3 On March 31, 2021, Plaintiff was examined by Dr. Adam Soyer, an orthopedic specialist

hired by the New York State Workers’ Compensation Board to conduct an independent medical

assessment. AR 28–34. Dr. Soyer noted in an April 2021 report that Plaintiff was “not capable of

regular duty work,” but opined that he would “be able to return to pre-injury activities as a

maintenance . . . mechanic in 06/2021.” AR 31.

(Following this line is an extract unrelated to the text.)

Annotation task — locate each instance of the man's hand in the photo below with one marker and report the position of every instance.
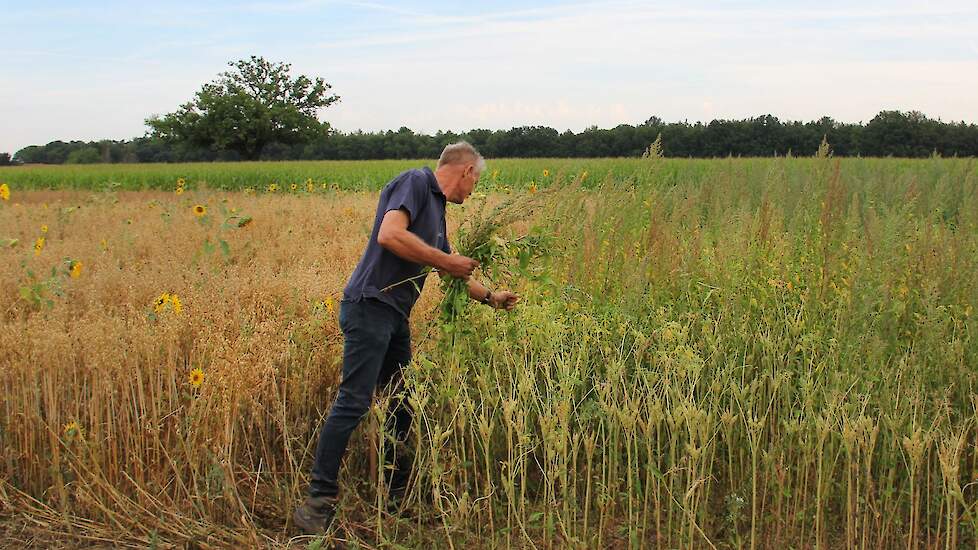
(503, 299)
(459, 266)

Dr. Rosas again evaluated Plaintiff in April 2021. He observed that Plaintiff continued to

have ankle mobility limitations and recommended that he continue to work with physical therapy

before pursuing further surgical options. AR 51–52. Dr. Rosas did not opine on Plaintiff’s return

to work at this time.

3. Plaintiff’s Requests for Permanent Disability Benefits

Plaintiff first applied to the Fund for permanent disability benefits in March 2021. AR 20–

26. The Plan provides that “[t]he Trustees, in their sole and absolute discretion, may require or

accept, as sole proof of total and permanent disability, the determination by the Social Security

Administration that the employee is entitled to a Social Security Disability Benefit in connection

with his Old Age and Survivors Insurance coverage.” AR 223. The Fund thus requested that

Plaintiff submit a Notice of Award letter from the Social Security Administration (“SSA”)

indicating the date he was deemed disabled by the agency. See, e.g., AR 53–54. It made that

request four times. Id.; AR 58–60. Plaintiff never provided an SSA letter, so the Fund denied his

application, but advised that he could reapply when he had secured the requested documentation.